BREAKFASTS
Choose one, all serve one
VEGGIE BREKKIE
Cook 2 frozen Linda Mccartney’s Vegetarian Red Onion & Rosemary Sausages according to the pack instructions. Fry 2 eggs and sliced mushrooms in a pan sprayed with low-calorie cooking spray. Season to taste and serve hot with halved tomatoes and baked beans.
FRUIT BOWL
Add a selection of fresh fruit, such as kiwi, apple, pineapple and mixed berries to a bowl. Top with fat-free natural yogurt to serve.
SCRAMBLED EGGS
In a pan sprayed with lowcalorie cooking spray, scramble 2-3 eggs to your liking
(just eggs, no need to add anything).
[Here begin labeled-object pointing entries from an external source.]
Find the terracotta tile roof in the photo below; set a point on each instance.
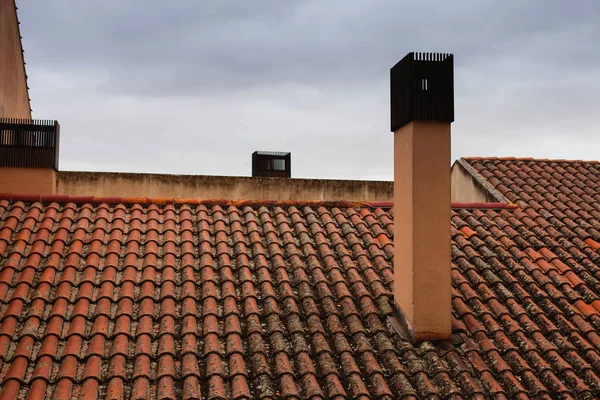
(284, 301)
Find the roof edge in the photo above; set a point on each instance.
(456, 205)
(480, 180)
(557, 160)
(178, 201)
(23, 57)
(58, 198)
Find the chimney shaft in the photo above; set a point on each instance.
(422, 109)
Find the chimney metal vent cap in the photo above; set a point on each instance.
(422, 89)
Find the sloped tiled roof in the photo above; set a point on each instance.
(225, 301)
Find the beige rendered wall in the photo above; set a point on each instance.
(27, 180)
(205, 187)
(14, 99)
(422, 280)
(466, 189)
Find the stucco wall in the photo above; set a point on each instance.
(14, 99)
(202, 186)
(466, 189)
(27, 180)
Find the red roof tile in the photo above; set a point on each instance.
(240, 300)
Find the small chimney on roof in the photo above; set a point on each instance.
(271, 164)
(422, 109)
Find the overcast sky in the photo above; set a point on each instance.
(194, 87)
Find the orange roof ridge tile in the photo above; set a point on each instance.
(557, 160)
(484, 206)
(179, 201)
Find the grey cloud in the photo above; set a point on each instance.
(195, 87)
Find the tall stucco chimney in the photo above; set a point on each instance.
(422, 109)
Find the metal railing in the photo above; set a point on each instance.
(29, 143)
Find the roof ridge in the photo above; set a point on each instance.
(557, 160)
(178, 201)
(226, 202)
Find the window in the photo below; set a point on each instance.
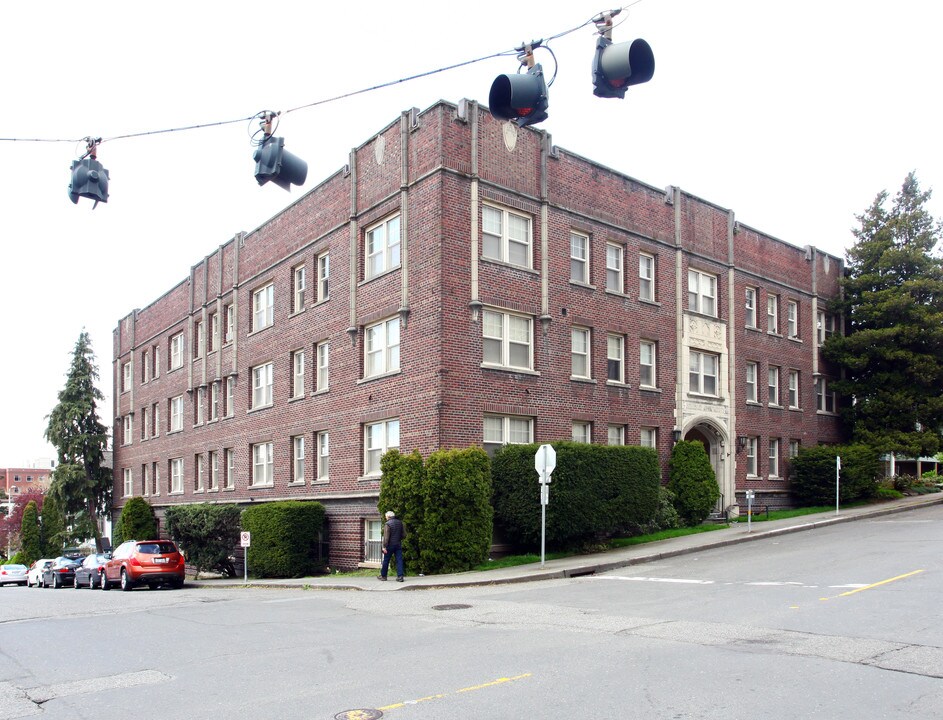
(792, 319)
(298, 288)
(378, 438)
(298, 374)
(298, 459)
(262, 386)
(615, 354)
(506, 430)
(616, 434)
(505, 236)
(751, 382)
(614, 255)
(702, 293)
(582, 432)
(773, 374)
(381, 348)
(176, 351)
(751, 457)
(382, 244)
(324, 276)
(263, 307)
(214, 469)
(646, 277)
(648, 437)
(176, 476)
(647, 377)
(579, 258)
(702, 374)
(323, 360)
(262, 465)
(324, 456)
(176, 414)
(774, 457)
(579, 352)
(750, 320)
(825, 399)
(229, 454)
(772, 313)
(507, 340)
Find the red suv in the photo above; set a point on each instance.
(144, 562)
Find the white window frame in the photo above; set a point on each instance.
(381, 247)
(503, 338)
(615, 268)
(263, 307)
(702, 292)
(263, 465)
(497, 242)
(262, 384)
(581, 353)
(579, 257)
(381, 347)
(378, 438)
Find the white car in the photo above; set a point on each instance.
(12, 574)
(34, 576)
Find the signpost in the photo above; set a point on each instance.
(245, 540)
(545, 460)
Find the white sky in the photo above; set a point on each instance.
(795, 115)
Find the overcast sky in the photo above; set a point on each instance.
(794, 115)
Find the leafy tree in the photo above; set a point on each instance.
(893, 351)
(79, 481)
(32, 546)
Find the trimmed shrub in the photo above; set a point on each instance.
(136, 522)
(285, 538)
(691, 478)
(456, 528)
(207, 534)
(812, 473)
(401, 492)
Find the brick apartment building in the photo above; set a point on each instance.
(465, 282)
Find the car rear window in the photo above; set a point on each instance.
(161, 548)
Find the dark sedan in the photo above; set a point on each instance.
(88, 574)
(60, 572)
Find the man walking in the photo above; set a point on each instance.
(393, 533)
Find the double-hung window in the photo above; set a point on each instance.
(381, 348)
(507, 340)
(580, 353)
(702, 373)
(579, 257)
(505, 236)
(377, 439)
(382, 245)
(702, 293)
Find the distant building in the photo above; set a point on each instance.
(465, 282)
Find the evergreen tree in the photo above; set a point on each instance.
(892, 353)
(79, 481)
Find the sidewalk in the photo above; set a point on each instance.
(578, 565)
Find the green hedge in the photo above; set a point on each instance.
(285, 537)
(595, 491)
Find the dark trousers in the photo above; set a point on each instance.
(393, 550)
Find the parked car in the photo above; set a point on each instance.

Serve hot with grilled tomatoes and baked beans.
CREAMY MUSHROOMS ON TOAST
Fry sliced mushrooms in a pan sprayed with low-calorie cooking spray until golden. Remove from the heat and stir through chopped fresh parsley, a spoonful of fat-free natural fromage frais and a squeeze of lemon juice. Serve on 2 slices of wholemeal toast (from a small 400g loaf).
CHOCOLATE ORANGE OVERNIGHT OATS
The night before, put 40g plain porridge oats, 2 level tsp cocoa powder, 1tsp vanilla essence, 80g fat-free natural yogurt, 100ml water and 1 level tsp sweetener granules (if you like) in a lidded, airtight container.
Stir well, then cover and chill overnight. In the morning, stir the oats, adding a splash more water if they’re too thick. Top with some orange segments to serve.
MULTIGRAIN HOOPS
Top 40g multigrain hoops with milk (from your daily allowances). Follow with a bowl of fresh strawberries.
MUESLI BOWL
Pour milk (from your allowances) over 40g noadded-sugar muesli and top with chopped fresh fruit.